A "cold opening" is TV-industry jargon for an introduction that lacks credits or titles. In other words, the show just starts, and they wait a few minutes to tell you what you're watching.

Lots of shows start this way -- Saturday Night Live is a good example. You're thrust into that introductory sketch without any indication that the show is starting, or that it's SNL that you're watching. Going from memory, I think Mission: Impossible and all the Star Treks have had cold openings as well.

It's not that they're trying to trick you or anything; it's just one option for how to start your show. The alternative is to open with credits, theme song, or announcer -- The Tonight Show and its ilk don't use cold openings, for example, and neither does The Simpsons.

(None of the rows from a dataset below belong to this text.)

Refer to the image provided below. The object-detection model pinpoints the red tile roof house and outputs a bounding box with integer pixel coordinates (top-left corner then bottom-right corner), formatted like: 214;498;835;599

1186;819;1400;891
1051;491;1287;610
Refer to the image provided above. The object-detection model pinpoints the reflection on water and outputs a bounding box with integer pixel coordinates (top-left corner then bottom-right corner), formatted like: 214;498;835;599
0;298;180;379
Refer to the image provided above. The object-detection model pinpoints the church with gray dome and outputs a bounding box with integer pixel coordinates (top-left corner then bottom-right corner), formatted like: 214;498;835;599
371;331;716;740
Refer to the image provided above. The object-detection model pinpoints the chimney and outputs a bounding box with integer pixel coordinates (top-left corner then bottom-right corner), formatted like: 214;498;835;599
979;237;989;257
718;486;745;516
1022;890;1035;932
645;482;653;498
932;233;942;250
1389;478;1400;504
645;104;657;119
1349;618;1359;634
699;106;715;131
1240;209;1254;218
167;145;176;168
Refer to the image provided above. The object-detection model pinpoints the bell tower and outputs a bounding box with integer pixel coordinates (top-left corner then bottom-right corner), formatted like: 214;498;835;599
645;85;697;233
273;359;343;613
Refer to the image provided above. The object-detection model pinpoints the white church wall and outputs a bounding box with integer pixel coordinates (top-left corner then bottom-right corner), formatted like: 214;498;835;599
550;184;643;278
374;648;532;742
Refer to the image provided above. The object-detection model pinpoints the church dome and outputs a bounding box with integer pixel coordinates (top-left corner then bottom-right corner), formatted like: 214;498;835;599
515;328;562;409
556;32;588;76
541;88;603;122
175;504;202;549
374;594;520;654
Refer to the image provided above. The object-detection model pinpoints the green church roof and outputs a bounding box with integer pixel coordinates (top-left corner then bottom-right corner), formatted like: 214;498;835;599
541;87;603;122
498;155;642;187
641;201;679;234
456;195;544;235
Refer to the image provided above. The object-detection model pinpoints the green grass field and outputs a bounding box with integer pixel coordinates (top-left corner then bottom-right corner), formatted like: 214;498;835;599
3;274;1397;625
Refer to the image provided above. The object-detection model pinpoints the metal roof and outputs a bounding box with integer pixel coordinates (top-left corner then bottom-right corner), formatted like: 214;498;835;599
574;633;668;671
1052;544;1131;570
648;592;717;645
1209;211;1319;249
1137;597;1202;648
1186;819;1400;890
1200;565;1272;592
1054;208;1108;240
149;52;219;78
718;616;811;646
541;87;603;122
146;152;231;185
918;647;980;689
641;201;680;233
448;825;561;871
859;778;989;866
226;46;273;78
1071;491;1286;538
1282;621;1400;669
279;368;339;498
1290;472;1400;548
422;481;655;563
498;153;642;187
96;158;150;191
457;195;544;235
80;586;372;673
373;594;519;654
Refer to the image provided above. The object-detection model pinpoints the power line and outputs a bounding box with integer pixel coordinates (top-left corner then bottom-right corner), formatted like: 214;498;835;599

There's probably some disgusting anatomy-related joke to be made here, but it eludes me.

The Cold Open is the part of a television program that occurs after the end of the preceding program and before the title card and/or opening credit sequence. The 'Cold' part comes from the fact that viewers watching them after the end of whatever program they were watching before are coming to the show with absolutely no information about what it is that they're looking at. Those first few seconds more or less determine if the show gets new viewers or not.

On a thematic level, a Cold Open serves to drop viewers straight into the action without having them watch a title sequence. It's an effective way to give a story a running start, and it establishes the pacing for the rest of the program.

Cold Opens used to be less common occurrences than they are now, restricted to hour-long dramas that asked a more substantial investment of a viewer's attention. Nowadays you see them everywhere, and their proliferation has muted their effect somewhat.